When weather strikes, human operation desks must balance:

  • Loyalty SLAs: Ensuring Platinum and Gold members are prioritized.
  • Connection Deadlines: Rebooking passengers before their next vital flight.
  • Budget Limits: Deciding when to use expensive partner airlines or hotels.
  • Inventory Scarcity: Making every seat count in a zero-sum game.

Generic LLMs often struggle with these "constrained optimization" tasks. This environment provides the structured feedback needed to turn a raw LLM into a Disruption Specialist.

🧠 The Solution: Fine-Tuned Llama 3 8B

We didn't just build a simulator; we trained an agent to master it.

  • Base Model: Meta Llama-3-8B-Instruct.
  • Training: Fine-tuned on 800+ expert trajectories using LoRA (Unsloth).
  • Strategy: The agent learned to prioritize by tier while simultaneously minimizing cost and connection delays.

📊 Evidence of Training (20% Weight)

📈 Training Progress

Our agent showed consistent improvement across all metrics. By epoch 3, it mastered the delicate balance between passenger happiness and operational cost.

Training Progress

🏆 Performance Comparison

The trained AI Agent now outperforms standard rule-based heuristics, especially in "Hard" scenarios where inventory is extremely scarce and requires strategic "triage" decisions.

Performance Comparison

Task Heuristic Baseline Trained AI Agent
Easy 1.000 1.000
Medium 0.972 0.990 (+2%)
Hard 0.958 0.980 (+2.3%)

🕹️ Interactive Control Tower

Explore the agent's behavior live on our Hugging Face Space!

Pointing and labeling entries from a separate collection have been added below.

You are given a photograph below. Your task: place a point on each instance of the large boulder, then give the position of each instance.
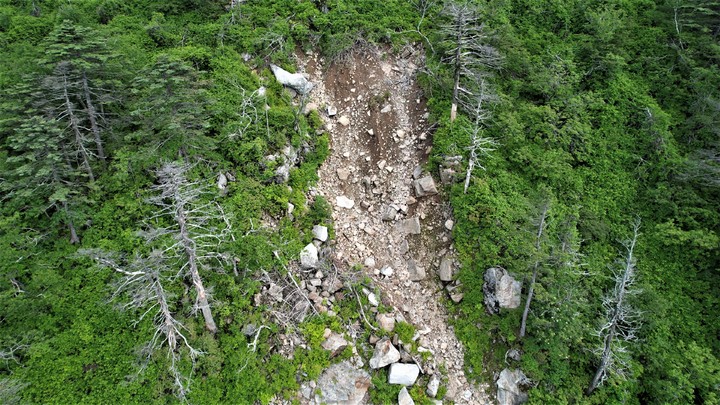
(403, 374)
(446, 269)
(295, 81)
(309, 257)
(508, 387)
(404, 397)
(385, 353)
(425, 186)
(342, 383)
(501, 290)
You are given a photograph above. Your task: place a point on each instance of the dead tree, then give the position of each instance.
(480, 146)
(621, 321)
(541, 226)
(467, 50)
(193, 240)
(143, 281)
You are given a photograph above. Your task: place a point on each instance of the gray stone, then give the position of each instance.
(425, 187)
(500, 290)
(417, 172)
(446, 269)
(433, 386)
(342, 383)
(409, 226)
(508, 292)
(372, 299)
(309, 257)
(295, 81)
(403, 374)
(447, 176)
(320, 233)
(416, 272)
(335, 344)
(385, 353)
(222, 181)
(386, 322)
(344, 202)
(343, 174)
(508, 390)
(404, 397)
(275, 292)
(388, 213)
(249, 329)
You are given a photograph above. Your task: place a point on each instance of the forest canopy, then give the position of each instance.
(588, 133)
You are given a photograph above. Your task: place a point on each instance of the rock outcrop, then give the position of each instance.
(508, 387)
(295, 81)
(501, 290)
(342, 383)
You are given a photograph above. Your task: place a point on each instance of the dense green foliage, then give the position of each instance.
(604, 109)
(608, 112)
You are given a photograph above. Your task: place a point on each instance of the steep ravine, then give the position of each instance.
(379, 137)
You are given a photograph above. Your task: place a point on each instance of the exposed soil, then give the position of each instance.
(386, 137)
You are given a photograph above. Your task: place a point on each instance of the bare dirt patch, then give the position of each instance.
(379, 137)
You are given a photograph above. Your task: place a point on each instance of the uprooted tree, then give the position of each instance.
(144, 282)
(467, 50)
(621, 321)
(192, 240)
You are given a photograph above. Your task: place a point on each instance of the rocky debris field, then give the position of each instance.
(388, 214)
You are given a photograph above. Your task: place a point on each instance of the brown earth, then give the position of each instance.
(386, 138)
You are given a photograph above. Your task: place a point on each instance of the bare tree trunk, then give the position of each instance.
(456, 85)
(71, 227)
(92, 115)
(76, 130)
(622, 319)
(531, 290)
(189, 247)
(605, 359)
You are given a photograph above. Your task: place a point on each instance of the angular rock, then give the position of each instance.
(404, 397)
(222, 181)
(508, 390)
(417, 172)
(403, 374)
(447, 176)
(386, 322)
(388, 213)
(320, 233)
(409, 226)
(385, 353)
(416, 272)
(500, 290)
(344, 202)
(275, 292)
(433, 386)
(335, 344)
(343, 174)
(508, 292)
(342, 383)
(425, 187)
(446, 269)
(295, 81)
(308, 257)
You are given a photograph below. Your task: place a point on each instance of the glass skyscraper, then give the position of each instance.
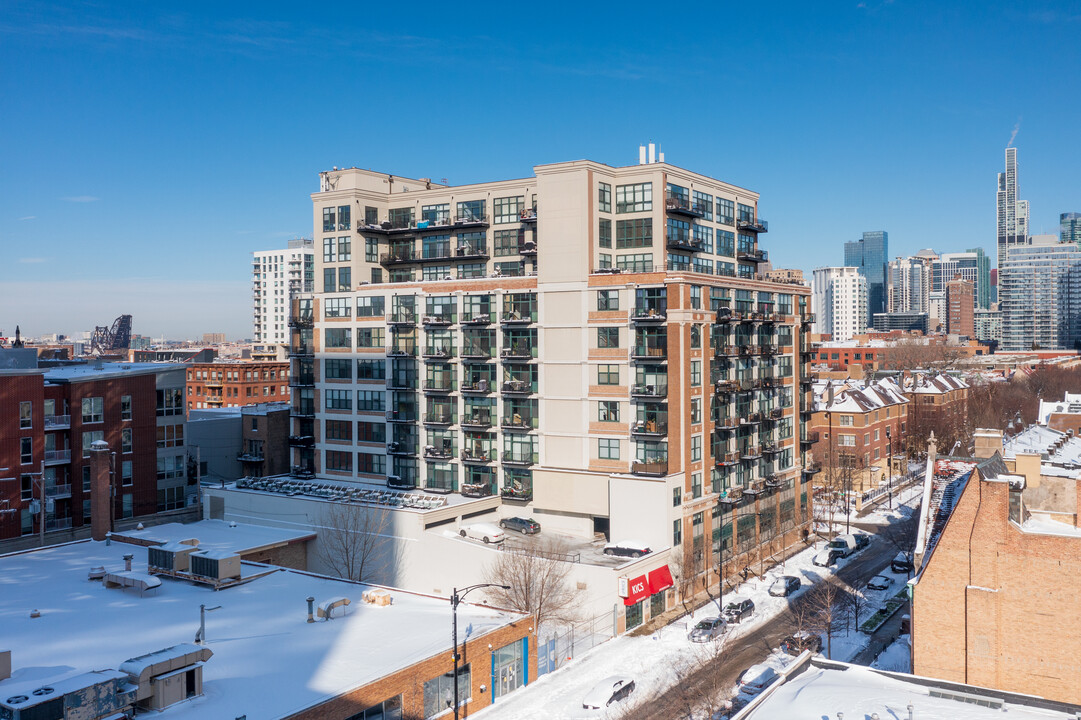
(870, 254)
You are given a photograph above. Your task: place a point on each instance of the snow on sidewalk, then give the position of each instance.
(656, 661)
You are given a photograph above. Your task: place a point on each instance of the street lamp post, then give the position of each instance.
(456, 597)
(889, 438)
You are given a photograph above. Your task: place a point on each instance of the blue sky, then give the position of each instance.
(147, 148)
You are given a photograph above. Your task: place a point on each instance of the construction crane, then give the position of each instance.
(117, 337)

  • Live Observation: Watch the passenger queue and flight inventory update in real-time.
  • AI Auto-Play: Watch the fine-tuned Llama 3 model solve disruptions autonomously.
  • Manual Control: Test your own rebooking skills against the AI.

Launch the Control Tower UI

🏗️ Technical Foundation

  • Framework: Built on OpenEnv for standard RL/LLM interaction.
  • Backend: FastAPI with 4-bit quantization (bitsandbytes) for efficient inference.
  • Frontend: Vanilla JS dashboard for real-time state visualization.
  • Deployment: Fully containerized with Docker for seamless HF Space integration.

🛠️ Local Setup & Evaluation

# Install dependencies
pip install -r requirements.txt

# Run the OpenEnv Validator
python pre_submission_validate.py --skip-docker

# Start the Control Tower locally
python app.py

Developed for the Meta PyTorch Hackathon (India 2026).